Benessere e comfort visivo.

Questo aspetto, apparentemente secondario, riguarda la gestione delle fonti luminose, sia esse naturali o artificiali, interne ed esterne all’abitazione. Gli ambiti di intervento sono due: le finestre (e le superfici trasparenti in generale) e la finitura delle pareti e dei pavimenti.

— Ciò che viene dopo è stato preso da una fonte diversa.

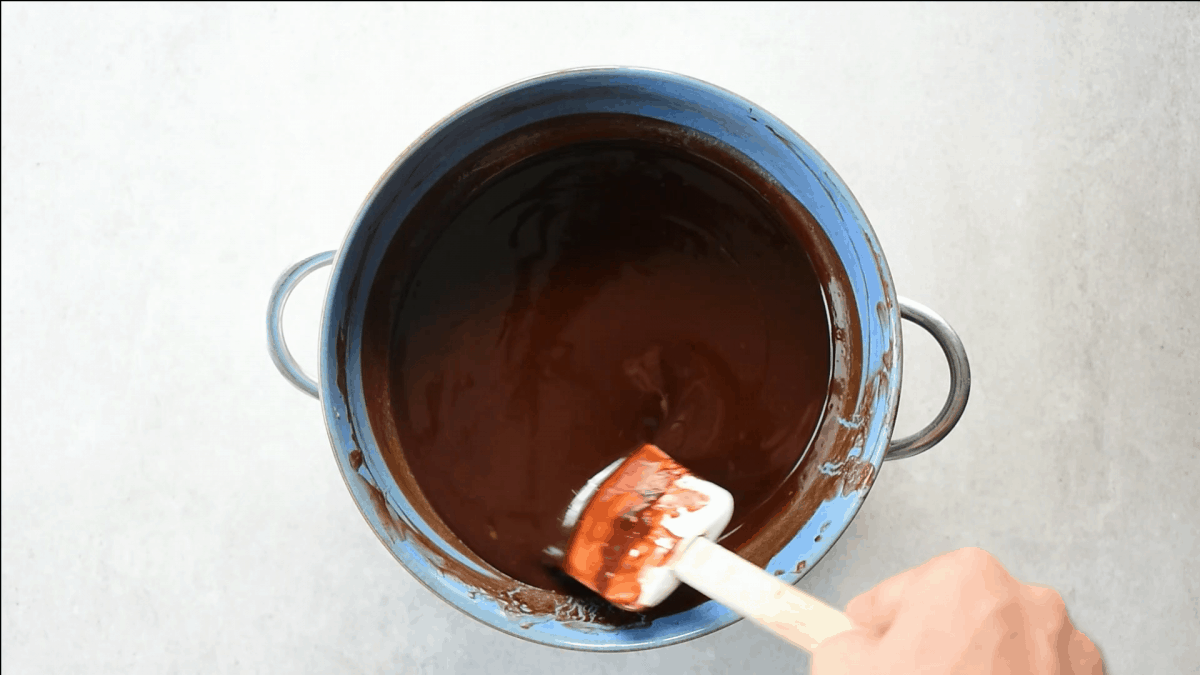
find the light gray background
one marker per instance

Nel primo caso, per migliorare il comfort visivo – dopo aver valutato l’esposizione della casa alla radiazione solare – è consigliabile posare vetri ad elevate prestazioni come quelli a basso tasso di riflettanza, ad opacità modulabile o con trattamento elettrocromico. Un elevato comfort visivo passa anche attraverso l’utilizzo di specifiche idropitture per la tinteggiatura: sul mercato esistono prodotti in grado di aumentare la riflessione luminosa e la diffusione della luce all’interno della casa.

Benessere domestico e salubrità dell’aria.

Quello della qualità dell’aria è l’aspetto meno ‘apprezzabile’ in termini pratici ma, naturalmente, è anche il meno trascurabile. Gli interventi rivolti al miglioramento della salubrità degli ambienti domestici servono soprattutto a ridurre o evitare l’accumulo di umidità di condensa, che favorisce lo sviluppo di muffe e flora batterica. I trattamenti da eseguire riguardano principalmente la posa di intonaco traspirante e resistente a funghi, muffa e batteri. Inoltre, è consigliabile utilizzare prodotti a bassa emissione di VOC o che siano in grado di abbattere i livelli di formaldeide presenti nell’aria.